Zum eigentlichen Inhalt der letzten beiden Kapitel: habe ich es richtig verstanden, dass Tai diesen Feuerwirbel überlebt hat und dann halb verreckt, weil er auf ne beknackte Sense eines toten Digimon fällt? Es tut mir im Nachhinein sehr leid, aber ich hab einfach nur gelacht! Das ist so unepisch, dass es bereits wieder episch ist.
Codys und T.K.s Gespräch hat mir auch besonders gut gefallen, es hat diese actionlastige Atmosphäre mal für ein paar Zeilen gelockert (trotzdem noch zu viel für mich, tut leid ^^"). Ich hab das Gefühl, dass du sehr viel Arbeit in T.K.s Charakterentwicklung gesteckt hast. Ich finde alle Charaktere sehr stimmig, aber er topt das dann noch einmal. Seine Gründe haben mich echt umgehauen, alles ergibt so schön Sinn! Ich habe es schon oft erlebt, dass die "Bösen" keine richtige Begründung haben. Hier passt alles zusammen.
Die Romantik allerdings - tut mir leid - kauf ich dir einfach nicht recht ab. Da hab ich das Gefühl, dass wir uns sehr ähnlich sind vom Schreibstil her. Es ist nicht so, dass Mimi/Tai und Ken/Jolei nicht niedlich waren (vor allem Ken und Jolei!), aber so recht kommt's bei mir einfach nicht durch. Dazu bietet die Geschichte zu viel Action und Epik. Es stört nicht, aber Tai und Mimi zB hab ich dir einfach nicht abgekauft. Ich seh das aber jetzt gar nicht als Negativpunkt, im Gegenteil. Es gibt eh zu wenig FFs, die ohne Romantik auskommen könn(t)en.

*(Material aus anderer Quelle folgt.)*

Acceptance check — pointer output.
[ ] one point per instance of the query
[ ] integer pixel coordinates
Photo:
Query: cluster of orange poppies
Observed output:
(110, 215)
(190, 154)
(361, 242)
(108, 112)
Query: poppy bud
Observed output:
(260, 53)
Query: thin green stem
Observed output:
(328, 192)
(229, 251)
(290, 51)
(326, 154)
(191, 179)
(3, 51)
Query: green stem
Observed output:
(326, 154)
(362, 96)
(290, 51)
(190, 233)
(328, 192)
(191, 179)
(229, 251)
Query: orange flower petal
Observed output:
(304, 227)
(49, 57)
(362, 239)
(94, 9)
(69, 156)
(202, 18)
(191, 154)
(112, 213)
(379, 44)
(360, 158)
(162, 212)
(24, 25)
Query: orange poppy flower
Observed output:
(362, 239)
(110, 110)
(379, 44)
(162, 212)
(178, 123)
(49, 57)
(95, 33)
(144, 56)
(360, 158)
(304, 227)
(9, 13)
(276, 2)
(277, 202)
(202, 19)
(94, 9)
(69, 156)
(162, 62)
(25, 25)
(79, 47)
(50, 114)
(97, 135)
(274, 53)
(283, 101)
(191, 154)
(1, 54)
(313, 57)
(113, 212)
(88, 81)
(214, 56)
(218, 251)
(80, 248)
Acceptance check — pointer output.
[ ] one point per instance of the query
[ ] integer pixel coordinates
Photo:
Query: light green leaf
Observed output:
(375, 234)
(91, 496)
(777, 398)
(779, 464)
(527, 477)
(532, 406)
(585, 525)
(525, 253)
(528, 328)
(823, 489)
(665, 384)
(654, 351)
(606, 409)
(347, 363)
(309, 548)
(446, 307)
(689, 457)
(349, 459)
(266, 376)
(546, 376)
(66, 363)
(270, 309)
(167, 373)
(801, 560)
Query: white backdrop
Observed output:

Was ich noch anfügen möchte, obwohl ich nicht weiß, ob ich es nicht eh schon erwähnt hab: dafür, dass ich mein Leben lang nur Sora, Joey und Matt mochte, hast du mir hier fast alle Charaktere furchtbar sympathisch gemacht. Ken ist da ganz vorne mit dabei, dicht gefolgt von mittlerweile Izzy, Cody und Jolei.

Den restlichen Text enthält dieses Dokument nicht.